Yáñez, de 43 años, denunció en 2024 al expresidente, de 65. Lo hizo después de que la justicia hallara conversaciones e imágenes en el teléfono de su secretaria.

La investigación inicial era por supuesto tráfico de influencias contra Fernández. En ese marco aparecieron elementos que podrían indicar "lesiones leves en contexto de violencia de género" contra la exprimera dama.

El fiscal Ramiro González formuló su acusación en noviembre. Consideró que antes del 12 de agosto de 2021, el exmandatario le provocó a Yáñez un moretón en el brazo producto de un "agarrón" o "zamarreo" dentro del chalet presidencial de la Quinta de Olivos.

También que entre la noche del 21 de junio y la madrugada del 22 de junio de 2021, la golpeó en el rostro dejándole una lesión en su ojo derecho.

Yáñez decidió instar la acción penal contra Fernández en agosto del año pasado. Lo hizo luego de que se hicieran públicas conversaciones en las que le contaba a María Cantero los maltratos que habría sufrido.

"Hoy me agarró del cuello y, sabiendo que puedo estar embarazada, me pegó una patada en la panza", le confió a Cantero. "Me agarró del cuello, me sacudió los brazos y tengo los moretones", le dijo más adelante.

Junto a esos mensajes, envió fotos que la muestran con hematomas en el ojo y en la axila.

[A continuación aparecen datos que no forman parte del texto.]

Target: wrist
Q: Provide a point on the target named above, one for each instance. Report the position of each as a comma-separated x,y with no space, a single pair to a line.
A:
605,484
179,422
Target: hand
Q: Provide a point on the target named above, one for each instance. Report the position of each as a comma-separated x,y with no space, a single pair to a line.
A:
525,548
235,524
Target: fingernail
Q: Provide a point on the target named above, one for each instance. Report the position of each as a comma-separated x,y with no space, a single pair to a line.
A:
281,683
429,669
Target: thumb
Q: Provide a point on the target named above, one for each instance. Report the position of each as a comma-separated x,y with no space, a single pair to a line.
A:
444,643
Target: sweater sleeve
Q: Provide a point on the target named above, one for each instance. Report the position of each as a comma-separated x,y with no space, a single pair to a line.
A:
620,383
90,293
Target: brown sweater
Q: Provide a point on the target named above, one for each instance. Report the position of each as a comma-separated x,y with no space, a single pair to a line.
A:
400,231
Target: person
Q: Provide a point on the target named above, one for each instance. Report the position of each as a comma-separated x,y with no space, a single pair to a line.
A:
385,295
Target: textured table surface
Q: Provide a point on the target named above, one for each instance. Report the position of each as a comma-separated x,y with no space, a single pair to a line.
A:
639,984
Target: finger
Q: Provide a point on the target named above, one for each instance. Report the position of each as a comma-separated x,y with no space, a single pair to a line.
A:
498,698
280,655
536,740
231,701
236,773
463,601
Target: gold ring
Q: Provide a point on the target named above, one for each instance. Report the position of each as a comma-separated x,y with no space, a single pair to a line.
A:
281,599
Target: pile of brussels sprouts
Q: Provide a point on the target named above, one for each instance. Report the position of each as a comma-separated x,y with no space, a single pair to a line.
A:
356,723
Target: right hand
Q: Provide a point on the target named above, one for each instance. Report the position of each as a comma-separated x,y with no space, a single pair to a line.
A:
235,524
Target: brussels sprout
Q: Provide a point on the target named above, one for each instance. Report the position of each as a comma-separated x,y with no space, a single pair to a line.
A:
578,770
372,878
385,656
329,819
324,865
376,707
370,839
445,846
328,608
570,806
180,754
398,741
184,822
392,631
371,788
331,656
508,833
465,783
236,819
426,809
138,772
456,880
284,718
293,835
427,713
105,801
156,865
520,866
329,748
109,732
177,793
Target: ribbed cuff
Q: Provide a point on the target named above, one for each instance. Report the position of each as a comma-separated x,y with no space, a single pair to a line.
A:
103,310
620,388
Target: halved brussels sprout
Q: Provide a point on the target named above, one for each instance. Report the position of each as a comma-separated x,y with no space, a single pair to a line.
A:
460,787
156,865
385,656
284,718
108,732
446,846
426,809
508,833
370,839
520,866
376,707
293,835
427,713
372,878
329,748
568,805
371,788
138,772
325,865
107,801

El juez Irurzun sostuvo en su voto que la "notoria desigualdad de poder" entre ambos influyó en que Yáñez optara inicialmente por no instar la acción penal contra Fernández.

"Las referencias contenidas en las comunicaciones muestran que su destinataria (siendo quien era, se insiste) no negó el panorama violento que se le estaba describiendo. Tampoco lo desestimó; lo vinculó, en sus palabras, a aspectos del carácter y de las vivencias que en ese momento estaba teniendo el Presidente", dijo el juez.

"Los mensajes (las capturas incluidas en ellos) también indican algo relevante: él mismo, cuando su pareja le habló de los golpes, no le desmintió nada tampoco", agregó Irurzun.

"Hay fuertes motivos para sostener que los hechos concretos y objetivos que fueron preliminarmente acreditados en la causa, que incluyeron lesiones y otras formas de violencia de género, ciertamente fueron la causa de un marcado deterioro en las condiciones de salud de la víctima", concluyó el magistrado en su voto que confirmó el procesamiento de Alberto Fernández por violencia de género.